エグゼクティブ サマリー
Wacom のアップデート ヘルパーで 2 件の特権昇格の脆弱性が見つかりました。アップデート ヘルパーは、Wacom タブレット 向けの MacOS アプリケーションと併せてインストールされるユーティリティです。アプリケーションはタブレットに作用し、ユーザがアプリケーションを管理できるようにします。この脆弱性が悪用されると、ローカルアクセス権限を持つ攻撃者が自身の権限を root に昇格できる危険性があります。

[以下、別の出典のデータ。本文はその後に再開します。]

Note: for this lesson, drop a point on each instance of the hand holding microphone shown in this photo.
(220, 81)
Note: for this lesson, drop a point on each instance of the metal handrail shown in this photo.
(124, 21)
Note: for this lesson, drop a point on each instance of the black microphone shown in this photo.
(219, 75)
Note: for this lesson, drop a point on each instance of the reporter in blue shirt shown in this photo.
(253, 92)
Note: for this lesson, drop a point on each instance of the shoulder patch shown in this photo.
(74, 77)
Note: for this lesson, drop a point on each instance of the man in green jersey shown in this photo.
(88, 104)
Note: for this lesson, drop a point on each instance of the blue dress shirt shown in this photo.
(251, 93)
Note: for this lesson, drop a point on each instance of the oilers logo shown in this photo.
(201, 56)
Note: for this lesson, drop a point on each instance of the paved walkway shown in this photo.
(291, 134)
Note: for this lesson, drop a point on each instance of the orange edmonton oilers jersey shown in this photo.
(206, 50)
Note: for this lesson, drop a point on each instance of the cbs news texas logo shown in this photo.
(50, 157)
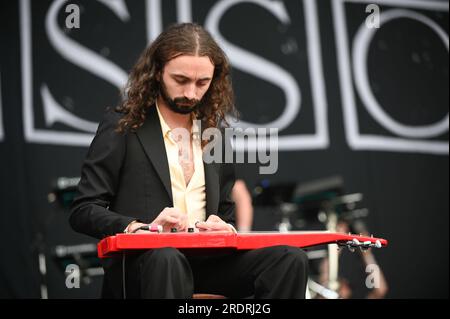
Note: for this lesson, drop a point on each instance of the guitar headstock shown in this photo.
(362, 242)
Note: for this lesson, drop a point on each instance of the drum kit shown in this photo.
(317, 205)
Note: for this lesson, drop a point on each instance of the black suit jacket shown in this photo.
(126, 177)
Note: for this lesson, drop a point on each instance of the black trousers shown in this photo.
(272, 272)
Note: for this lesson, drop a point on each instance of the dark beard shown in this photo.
(180, 105)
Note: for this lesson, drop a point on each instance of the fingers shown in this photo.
(170, 218)
(214, 219)
(213, 226)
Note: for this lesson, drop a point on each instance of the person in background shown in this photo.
(244, 207)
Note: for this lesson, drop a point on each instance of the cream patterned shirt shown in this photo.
(187, 173)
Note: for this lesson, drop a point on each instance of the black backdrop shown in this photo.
(287, 55)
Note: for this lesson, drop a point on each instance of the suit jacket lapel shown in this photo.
(150, 136)
(212, 188)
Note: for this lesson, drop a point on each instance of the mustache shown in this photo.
(185, 101)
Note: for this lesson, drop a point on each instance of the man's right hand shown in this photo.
(131, 228)
(171, 217)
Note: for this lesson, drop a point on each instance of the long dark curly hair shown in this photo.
(143, 86)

Talos は情報開示方針に従って Wacom と協力し、今回の脆弱性が解決されたことと、影響を受けた利用者向けにアップデート が利用可能であることを確認しています。
脆弱性の詳細
Wacom アップデート ヘルパー ツールの startProcess に存在する権限昇格の脆弱性(TALOS-2018-0760/CVE-2019-5012)
エクスプロイト可能な権限昇格の脆弱性が Wacom のアップデート ヘルパー サービス(ドライバ バージョン 6.3.32-3)の startProcess コマンドに存在します。startProcess コマンドはユーザが指定したスクリプト引数を取得し、root 権限で実行します。ローカル アクセス権限を持つユーザは、この脆弱性を悪用して自身をルート権限に昇格します。脆弱性のエクスプロイトには、マシンへのローカル アクセス権限が必要です。

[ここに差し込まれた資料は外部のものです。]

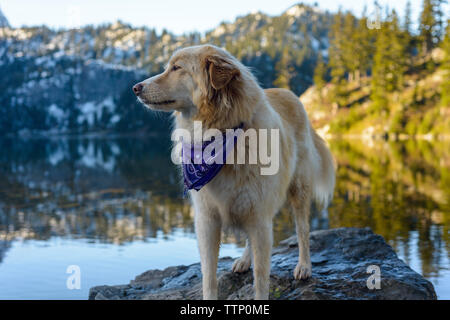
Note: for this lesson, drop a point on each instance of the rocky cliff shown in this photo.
(341, 259)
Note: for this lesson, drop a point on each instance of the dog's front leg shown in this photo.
(208, 230)
(261, 239)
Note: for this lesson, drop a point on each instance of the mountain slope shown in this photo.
(416, 110)
(78, 80)
(3, 21)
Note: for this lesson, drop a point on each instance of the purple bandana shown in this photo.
(208, 157)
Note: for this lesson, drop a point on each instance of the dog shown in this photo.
(207, 84)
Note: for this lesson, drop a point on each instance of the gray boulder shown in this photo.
(340, 259)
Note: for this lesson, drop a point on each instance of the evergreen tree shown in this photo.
(389, 66)
(320, 73)
(282, 70)
(336, 60)
(445, 86)
(431, 24)
(363, 47)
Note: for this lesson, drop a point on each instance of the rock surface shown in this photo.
(340, 258)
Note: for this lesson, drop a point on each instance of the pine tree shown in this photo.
(336, 60)
(282, 69)
(320, 73)
(389, 66)
(431, 24)
(363, 47)
(348, 45)
(445, 86)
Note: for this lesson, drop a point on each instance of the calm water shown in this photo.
(114, 208)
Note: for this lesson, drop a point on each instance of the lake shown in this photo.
(114, 208)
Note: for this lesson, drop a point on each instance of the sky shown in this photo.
(178, 16)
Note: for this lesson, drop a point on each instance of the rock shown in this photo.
(340, 258)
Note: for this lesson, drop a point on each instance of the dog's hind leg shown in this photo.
(299, 198)
(243, 263)
(261, 239)
(208, 230)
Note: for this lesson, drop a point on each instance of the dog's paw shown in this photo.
(241, 265)
(302, 271)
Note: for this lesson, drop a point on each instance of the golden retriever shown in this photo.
(205, 83)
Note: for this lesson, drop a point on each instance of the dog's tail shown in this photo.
(324, 179)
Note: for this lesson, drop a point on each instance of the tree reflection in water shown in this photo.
(125, 189)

包括的な脆弱性アドバイザリはこちら をご覧ください。
Wacom アップデート ヘルパー ツールの start/stopLaunchDProcess に存在する権限昇格の脆弱性(TALOS-2018-0761/CVE-2019-5013)
エクスプロイト可能な権限昇格の脆弱性が Wacom アップデート ヘルパー サービスの start/stopLaunchDProcess コマンドに存在します。start/stopLaunchDProcess コマンドはユーザが指定した文字列の引数を取得し、root 権限で launchctl を実行します。ローカル アクセス権限を持つユーザは、この脆弱性を悪用して任意の launchD エージェントをロードすることができます。脆弱性のエクスプロイトには、マシンへのローカル アクセス権限が必要です。
包括的な脆弱性アドバイザリはこちら をご覧ください。
脆弱性が確認されたバージョン
Talos は検証を行い、MacOS 上の Wacom ドライバ、バージョン 6.3.32.2 と 6.3.32.3 がこれらの脆弱性の影響を受けることを確認しています。
カバレッジ
脆弱性のエクスプロイトは、以下の SNORTⓇ ルールにより検出可能です。今後、脆弱性に関する新たな情報が追加されるまでの間は、ルールが追加されたり、現行のルールが変更されたりする場合がありますのでご注意ください。最新のルールの詳細については、Firepower Management Center または Snort.org を参照してください。
Snort ルール:48850、48851
本稿は 2019年5月16日に Talos Group のブログに投稿された「Vulnerability Spotlight: Multiple vulnerabilities in Wacom Update Helper」の抄訳です。